The thesis will tread to explore the landscape of tender ecologies and how intimate practices of auricular tools in different forms and can be used asa practice for calling for agency, we will wander through different scales and notions of listening; from actual sounds, ecospecies embodied translation, multilingual mimicry, nonenglish dialogue and embedded memories which can evoke emotions in our anatomies. Emotion which is encompassed in us as humans who are encompassed in the complex ecologies of nature. see Fig. -১ [ēk] . In some consequence, this is a start to begin healing our relationship to our cobeings.

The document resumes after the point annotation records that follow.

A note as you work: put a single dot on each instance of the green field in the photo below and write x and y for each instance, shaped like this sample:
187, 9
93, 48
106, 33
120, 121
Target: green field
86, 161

It doesn't only attribute to numbers, statistics and specialised language of 'sustainable LEED buildings'instead it challenges to unlearn our attached notions and sits within unfamiliarity to uncover what's on the ground and give value to others. As T.J Demos (2022) demonstrates:

“This can’t be a fight about carbon in the atmosphere alone its also about powers on the ground because limiting climate emergency to de-carbonisation will leave systems of interlinking oppression intact”. Therefore, it's a call to unhear: past taught notions can carry perceptions of erasure and forgo importance of kinship with our cobeing:

the cells, minerals, soil, roots, plants, animals, living beings

The continuation of this chapter will go onto uncover instances in time where these ideas came to be, definitions, format, the practice, the platform of EcologyTalks.com and a guide of use in how to get closer to the unknown of our ecologies.

'I think its getting louder’

This paper comprises of three different sections; the introduction, setting out of theoretical framework with its blueprint of use, the body which uncovers the practice and its method, this is interlinked with the accommodating portfolio and the concluding chapter which covers reflections of practice, applications in the city and conversations of complexity in scale.